Saturday, April 24, 2010

Windows 2008 R2 NLB using virtual machines in HyperV not working

During last week I had to configure a Windows NLB for two Exchange 2010 with Client Access Role. The machines were installed as virtual machines in Windows 2008 R2 HyperV architecture. Both virtual machines were configured with two network cards, one of them dedicated for NLB. We configured the NLB using Unicast. You can find an excellent article about configuring CAS NLB http://www.msexchange.org/articles_tutorials/exchange-server-2007/high-availability-recovery/load-balancing-exchange-2007-client-access-servers-windows-network-technology-part1.html
After configuring the NLB, I found out that the IP address of the NLB was not accessible from nowhere else then the nodes of the NLB cluster.

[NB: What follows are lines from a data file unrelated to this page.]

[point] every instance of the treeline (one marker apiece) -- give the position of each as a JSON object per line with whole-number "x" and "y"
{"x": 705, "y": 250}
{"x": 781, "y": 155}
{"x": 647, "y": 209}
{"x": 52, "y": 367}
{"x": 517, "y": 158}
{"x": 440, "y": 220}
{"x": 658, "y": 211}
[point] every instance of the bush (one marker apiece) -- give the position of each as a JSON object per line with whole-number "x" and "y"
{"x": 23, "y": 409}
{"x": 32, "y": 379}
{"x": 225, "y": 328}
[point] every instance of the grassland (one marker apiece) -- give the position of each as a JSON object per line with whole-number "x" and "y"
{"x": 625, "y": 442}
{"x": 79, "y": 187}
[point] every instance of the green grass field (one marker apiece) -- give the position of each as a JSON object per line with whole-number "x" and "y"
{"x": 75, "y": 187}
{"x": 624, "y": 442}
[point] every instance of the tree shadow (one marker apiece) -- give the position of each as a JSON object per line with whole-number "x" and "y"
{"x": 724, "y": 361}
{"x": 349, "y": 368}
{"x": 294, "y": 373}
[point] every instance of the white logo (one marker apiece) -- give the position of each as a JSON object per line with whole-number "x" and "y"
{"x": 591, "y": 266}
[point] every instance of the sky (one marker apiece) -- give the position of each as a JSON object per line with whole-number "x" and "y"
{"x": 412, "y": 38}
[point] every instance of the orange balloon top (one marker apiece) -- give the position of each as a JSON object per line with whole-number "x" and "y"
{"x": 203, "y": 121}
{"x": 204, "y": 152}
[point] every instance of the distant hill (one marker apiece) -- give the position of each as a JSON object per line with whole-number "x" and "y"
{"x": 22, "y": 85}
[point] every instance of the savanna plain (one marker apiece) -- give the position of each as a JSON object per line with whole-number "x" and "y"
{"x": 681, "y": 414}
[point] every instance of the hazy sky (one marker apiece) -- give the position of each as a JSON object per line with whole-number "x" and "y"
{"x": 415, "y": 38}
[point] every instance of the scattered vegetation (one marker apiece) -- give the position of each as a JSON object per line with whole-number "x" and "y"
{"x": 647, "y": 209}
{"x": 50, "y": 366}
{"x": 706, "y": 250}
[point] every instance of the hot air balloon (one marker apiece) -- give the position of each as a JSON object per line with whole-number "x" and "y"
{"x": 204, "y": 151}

This actually occured because as part of the cluster setup process (when using Unicast) the MAC address of the interface used in the NLB on each of the servers that becomes part of the cluster is changed to a common and different MAC address to anything currently on the servers. This occurs on the server, and the hypervisor knows nothing about it. This way the MAC address set up within Hyper-V on the interfaces used by NLB bears no relation to the MAC address that the cluster thinks it’s using on the guest machines themselves and no traffic is routed to that interface.
To solve the problem I had to modify MAC address settings for each NLB network card configured in virtual machines.
The Hyper-V Synthetic Network Adapter does not allow you to dynamically modify the MAC address. A legacy network adapter does, but a Hyper-V Legacy Network Adapter does but does not support x64. To change MAC address for virtual machines you have shut down the virtual machines and go into the properties of the Hyper-V Synthetic Network Adapter used for NLB. I modified two settings:
- I changed the Ethernet (MAC) address setting the MAC address to Static, using Generate button.
- I selected the Enable spoofing of MAC address. This allows the guest operating system of a Hyper-V virtual machine to provide an alternate MAC address to the one that the virtual machine provides. This option is new option in VMM 2008 R2. If you use Windows Server 2008, this capability is automatic in Hyper-V, in Windows Server 2008 R2, the feature is turned off by default.